Out-of-memory (OOM) killer triggered by low physical memory on the operating system
By default, the OOM killer mechanism is enabled for an operating system. If an operating system runs low on physical memory and swap space, the OOM killer selectively kills processes. Linux allocates each running process a score that is called oom_score. You can view the score in /proc/<pid>/oom_score. A high score indicates a higher priority. In this case, the OOM killer kills processes in descending order and starts from the process with the highest score.
If a process is killed by the OOM killer, the OOM killer writes information. For example, OOM killer writes the process ID (PID) to the logs of the operating system. This way, you can search operating system (OS) logs to check whether a process is killed by the OOM killer.

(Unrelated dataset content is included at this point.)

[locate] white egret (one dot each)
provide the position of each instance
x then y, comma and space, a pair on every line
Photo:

The following logs show that a process of the ECS cluster is killed by the OOM killer:
[Wed Aug 31 16:36:42 2017] Out of memory: Kill process 43805 (keystone-all) score 249 or sacrifice child [Wed Aug 31 16:36:42 2017] Killed process 43805 (keystone-all) total-vm:4446352kB, anon-rss:4053140kB, file-rss:68kB [Wed Aug 31 16:56:25 2017] keystone-all invoked oom-killer: gfp_mask=0x280da, order=0, oom_score_adj=0 [Wed Aug 31 16:56:25 2017] keystone-all cpuset=/ mems_allowed=0 [Wed Aug 31 16:56:25 2017] CPU: 2 PID: 88196 Comm: keystone-all Not tainted 3.10.0-327.13.1.el7.x86_64 #1
The following logs show that a process of the Swarm cluster is killed by the OOM killer.
Memory cgroup out of memory: Kill process 20911 (beam.smp) score 1001 or sacrifice child Killed process 20977 (sh) total-vm:4404kB, anon-rss:0kB, file-rss:508kB
To search for logs, you can run the following command:
root# grep -i 'killed process' /var/log/messages
You can also run the following command:
root# egrep "oom-killer|total-vm" /var/log/messages
If the issue occurs, use one of the following methods to resolve the issue:
- Increase the physical memory size of ECS instances. Otherwise, reduce the memory size that is allocated to the killed process.

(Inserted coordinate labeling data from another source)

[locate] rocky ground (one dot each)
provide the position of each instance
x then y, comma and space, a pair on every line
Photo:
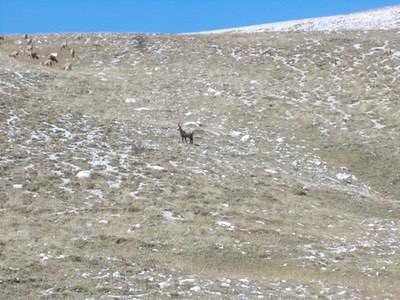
291, 189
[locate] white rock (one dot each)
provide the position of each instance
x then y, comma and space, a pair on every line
130, 100
228, 226
84, 174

- Check whether a swap partition is mounted on an ECS instance.If no swap partition is mounted, mount a swap partition to an ECS instance. In most cases, the OOM killer is triggered because no swap partition is mounted to one or more ECS instances. Mounting a swap partition to an ECS instance has a negative impact on the performance of the instance. However, this can be used to ensure the health of processes.

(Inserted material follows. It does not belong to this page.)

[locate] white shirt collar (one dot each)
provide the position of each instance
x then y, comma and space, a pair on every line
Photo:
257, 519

JVM processes that run applications unexpectedly exit.
In most cases, the running process of a JVM may stop responding due to invalid Java Native Interface (JNI) calls, out-of-heap-space errors in C, and other errors. If the preceding issue occurs, a file named hs_err_<jvm_pid>.log is generated in the working directory of the current JVM process. You can run the pwdx <jvm_pid> command to query the directory. In the log file, you can identify the cause of the error or the thread that is being executed when the error occurs. You can also enable core dumps to be generated for further analysis.
In addition, you can enable Analysis of Abnormal Exit on the Basic Information tab of the application in the Enterprise Distributed Application Service (EDAS) console. If the application monitoring and alerting feature is enabled, an alert is triggered when the JVM process unexpectedly exits. In this case, you can log on to the ECS instance to query logs and perform analysis to identify the cause.